かつては、NBの商品は非常に安心がおけるし、品質もいいから、多少値段が高くても買おうという意識を持った消費者が多くいました。ところが、今やナショナルブランドでも、「いつでも安売りで買えるんだ」となってしまい、なかなか厳しい状況です。
●コンビニPBの価値は、「値引きなし」
しかも、世の中は次第にデフレ脱却に向かい、商品の値段を上げなければいけない状況に来ています。ところが、もう地に落ちたNBの商品の場合、値段を上げても売れるとは言い切れません。小売業、特にコンビニが行っている高め価格のPBの動きというのは、ある意味で、この間隙を縫ったようなところがあります。

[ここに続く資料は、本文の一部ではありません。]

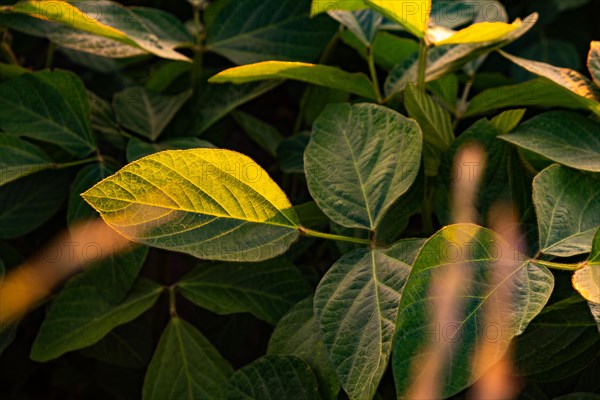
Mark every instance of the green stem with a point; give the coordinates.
(50, 55)
(563, 267)
(423, 50)
(310, 233)
(373, 71)
(76, 163)
(198, 50)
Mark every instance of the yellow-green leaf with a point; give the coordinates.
(322, 75)
(413, 15)
(481, 32)
(321, 6)
(210, 203)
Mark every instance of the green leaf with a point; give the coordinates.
(210, 103)
(267, 290)
(360, 160)
(481, 32)
(507, 121)
(265, 135)
(388, 49)
(210, 203)
(562, 136)
(185, 366)
(594, 62)
(446, 59)
(321, 6)
(567, 203)
(323, 75)
(565, 325)
(504, 178)
(559, 53)
(435, 123)
(363, 24)
(108, 26)
(297, 333)
(274, 377)
(147, 113)
(252, 31)
(19, 158)
(538, 92)
(137, 149)
(48, 106)
(80, 317)
(291, 153)
(414, 16)
(566, 78)
(128, 345)
(28, 203)
(356, 305)
(527, 285)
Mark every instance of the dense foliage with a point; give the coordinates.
(291, 173)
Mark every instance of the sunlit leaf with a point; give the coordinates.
(564, 77)
(210, 203)
(567, 205)
(323, 75)
(414, 16)
(252, 31)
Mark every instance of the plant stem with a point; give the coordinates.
(76, 163)
(172, 301)
(310, 233)
(373, 71)
(423, 50)
(198, 50)
(563, 267)
(50, 55)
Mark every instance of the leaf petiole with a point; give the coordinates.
(310, 233)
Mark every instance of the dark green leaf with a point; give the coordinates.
(265, 135)
(356, 305)
(29, 202)
(267, 290)
(48, 106)
(185, 366)
(479, 250)
(567, 204)
(19, 158)
(274, 377)
(137, 149)
(360, 160)
(562, 136)
(146, 113)
(537, 92)
(297, 333)
(210, 103)
(251, 31)
(80, 316)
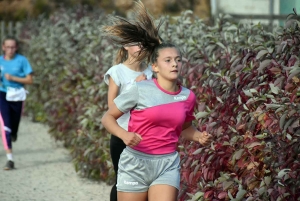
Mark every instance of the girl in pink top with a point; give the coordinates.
(160, 111)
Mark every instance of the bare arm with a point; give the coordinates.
(109, 121)
(189, 132)
(24, 80)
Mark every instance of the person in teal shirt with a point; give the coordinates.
(15, 73)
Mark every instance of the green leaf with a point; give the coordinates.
(263, 65)
(261, 53)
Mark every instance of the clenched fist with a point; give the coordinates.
(132, 139)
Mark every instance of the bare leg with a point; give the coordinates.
(162, 192)
(125, 196)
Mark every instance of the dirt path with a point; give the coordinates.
(44, 171)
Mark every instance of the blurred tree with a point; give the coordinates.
(16, 10)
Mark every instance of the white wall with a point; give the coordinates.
(247, 7)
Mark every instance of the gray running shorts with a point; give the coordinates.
(138, 171)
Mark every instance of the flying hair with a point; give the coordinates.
(139, 30)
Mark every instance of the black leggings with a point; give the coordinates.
(116, 148)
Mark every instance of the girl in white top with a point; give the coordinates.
(127, 71)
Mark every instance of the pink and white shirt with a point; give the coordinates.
(156, 114)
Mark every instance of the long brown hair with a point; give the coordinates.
(140, 29)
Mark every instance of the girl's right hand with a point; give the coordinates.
(132, 139)
(141, 77)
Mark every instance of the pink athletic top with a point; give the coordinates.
(156, 114)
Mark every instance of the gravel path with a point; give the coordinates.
(44, 171)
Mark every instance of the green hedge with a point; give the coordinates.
(246, 80)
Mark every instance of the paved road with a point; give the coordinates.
(44, 171)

つまり、これまでの安売りの泥にまみれていない「まっさら」な商品という位置に、コンビニが新たに展開するPBが入り込んでいる。非常に品質がよく、したがってある程度高い価格でも売ってもらえる。それが結果的に成功してしまっているわけです。
ですから、日本がデフレから脱却しつつあることが、小売業、特にコンビニのPBの動きにさらに拍車をかけているということが重要だろうと思います。